Ao longo desse processo, eles passaram a observar gestos, responder a sinais e buscar proximidade, características que favoreceram uma convivência cada vez mais estreita.
A relação também envolve mecanismos de apego.
A presença do responsável pode funcionar para o cachorro como uma espécie de "base segura", enquanto a participação do animal no cotidiano ajuda a fortalecer a sensação de pertencimento à família.
"Os cães observam nossos comportamentos, respondem à nossa comunicação e acompanham diferentes momentos da vida familiar", afirma.
Essa conexão, no entanto, não deve ser confundida com a ideia de que qualquer pessoa está pronta para receber um animal em casa.
Antes de pensar em qual cachorro gostaria de ter, a psicóloga sugere uma pergunta diferente: é possível oferecer a ele uma vida adequada?
A resposta passa por questões menos afetivas e mais práticas.
Tempo disponível, orçamento, espaço onde a família mora, rotina profissional, viagens e convivência com crianças ou outros animais precisam entrar na decisão.
Também é necessário considerar despesas veterinárias e cuidados que podem se estender por muitos anos.
"Amor é fundamental, mas sozinho não garante uma adoção responsável", alerta a especialista.
Outro ponto importante é abandonar a busca por um cachorro que corresponda a uma imagem idealizada.
Idade, temperamento, histórico e nível de energia podem ser mais determinantes para a convivência do que aparência ou raça.
Um animal muito ativo, por exemplo, pode ter dificuldade de adaptação em uma casa cuja rotina não permita exercícios e estímulos suficientes.
"Um dos principais erros é adotar o cachorro imaginado e não considerar o cachorro real", ressalta Juliana.
O vínculo é construído aos poucos
A chegada ao novo lar também exige paciência.
Mesmo quando existe uma identificação imediata, o animal precisa de tempo para compreender o ambiente, reconhecer a rotina e descobrir quais pessoas e situações são seguras.
Permitir que ele explore a casa gradualmente, manter horários previsíveis e observar sua linguagem corporal são formas de facilitar essa adaptação.
Isso também significa respeitar os limites apresentados pelo cachorro.
Nem todo animal vai querer colo, carinho ou interação o tempo todo, especialmente nos primeiros dias.
Forçar aproximações pode produzir insegurança justamente no momento em que a confiança está começando a ser construída.
"Afeto também significa não forçar contato, colo ou interação.
O vínculo vai sendo construído nas pequenas experiências cotidianas em que o cachorro percebe que aquela pessoa é previsível e segura", explica Juliana.
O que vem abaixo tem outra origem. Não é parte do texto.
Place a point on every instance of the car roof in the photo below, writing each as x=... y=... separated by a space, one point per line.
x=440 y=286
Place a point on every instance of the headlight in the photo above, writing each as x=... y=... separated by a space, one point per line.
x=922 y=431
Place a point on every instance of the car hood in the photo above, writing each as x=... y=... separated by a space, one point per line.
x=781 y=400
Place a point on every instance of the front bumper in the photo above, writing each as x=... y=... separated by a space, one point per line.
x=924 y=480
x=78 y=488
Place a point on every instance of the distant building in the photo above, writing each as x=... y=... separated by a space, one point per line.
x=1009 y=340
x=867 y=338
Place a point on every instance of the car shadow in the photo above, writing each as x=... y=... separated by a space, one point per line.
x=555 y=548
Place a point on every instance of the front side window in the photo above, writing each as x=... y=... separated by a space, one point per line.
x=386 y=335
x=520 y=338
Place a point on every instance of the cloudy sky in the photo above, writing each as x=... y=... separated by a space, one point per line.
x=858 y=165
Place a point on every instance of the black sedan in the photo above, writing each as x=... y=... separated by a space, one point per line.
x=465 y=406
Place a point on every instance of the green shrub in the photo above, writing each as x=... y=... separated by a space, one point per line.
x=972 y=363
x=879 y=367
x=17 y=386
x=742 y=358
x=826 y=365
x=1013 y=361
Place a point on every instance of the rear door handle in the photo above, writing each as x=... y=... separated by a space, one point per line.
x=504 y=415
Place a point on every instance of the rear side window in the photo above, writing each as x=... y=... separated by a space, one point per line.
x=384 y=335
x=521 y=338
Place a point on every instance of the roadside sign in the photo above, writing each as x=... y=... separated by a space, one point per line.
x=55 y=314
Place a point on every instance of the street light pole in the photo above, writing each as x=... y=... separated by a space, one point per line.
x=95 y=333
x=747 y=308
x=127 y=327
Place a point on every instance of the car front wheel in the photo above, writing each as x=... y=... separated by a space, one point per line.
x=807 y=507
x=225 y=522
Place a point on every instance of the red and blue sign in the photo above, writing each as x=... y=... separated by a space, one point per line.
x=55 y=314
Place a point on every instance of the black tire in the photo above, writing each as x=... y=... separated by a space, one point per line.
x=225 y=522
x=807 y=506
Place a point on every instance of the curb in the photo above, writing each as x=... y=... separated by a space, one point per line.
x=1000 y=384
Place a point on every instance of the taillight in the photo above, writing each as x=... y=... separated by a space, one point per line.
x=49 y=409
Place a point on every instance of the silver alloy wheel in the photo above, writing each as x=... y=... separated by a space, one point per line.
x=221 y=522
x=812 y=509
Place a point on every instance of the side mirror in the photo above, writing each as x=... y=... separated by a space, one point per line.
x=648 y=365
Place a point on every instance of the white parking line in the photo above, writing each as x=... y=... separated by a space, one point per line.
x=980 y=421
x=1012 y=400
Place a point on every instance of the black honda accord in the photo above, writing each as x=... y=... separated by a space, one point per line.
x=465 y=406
O passado do animal tampouco determina, sozinho, como será sua relação com uma nova família.
Cães que passaram por abrigos, por exemplo, também podem desenvolver vínculos seguros depois da adoção.
O processo pode exigir mais tempo e atenção em alguns casos, mas experiências anteriores não impedem necessariamente a construção de uma nova relação.
No fim, a convivência entre pessoas e cães envolve uma troca que vai além do afeto imediato.
Para quem decide adotar, conhecer as características daquele animal e adaptar a rotina às suas necessidades faz parte da responsabilidade assumida.
"Amar um cachorro não é apenas trazê-lo para a nossa vida.
É também aprender quem ele é e construir uma relação na qual as necessidades dos dois possam ser respeitadas", conclui Juliana.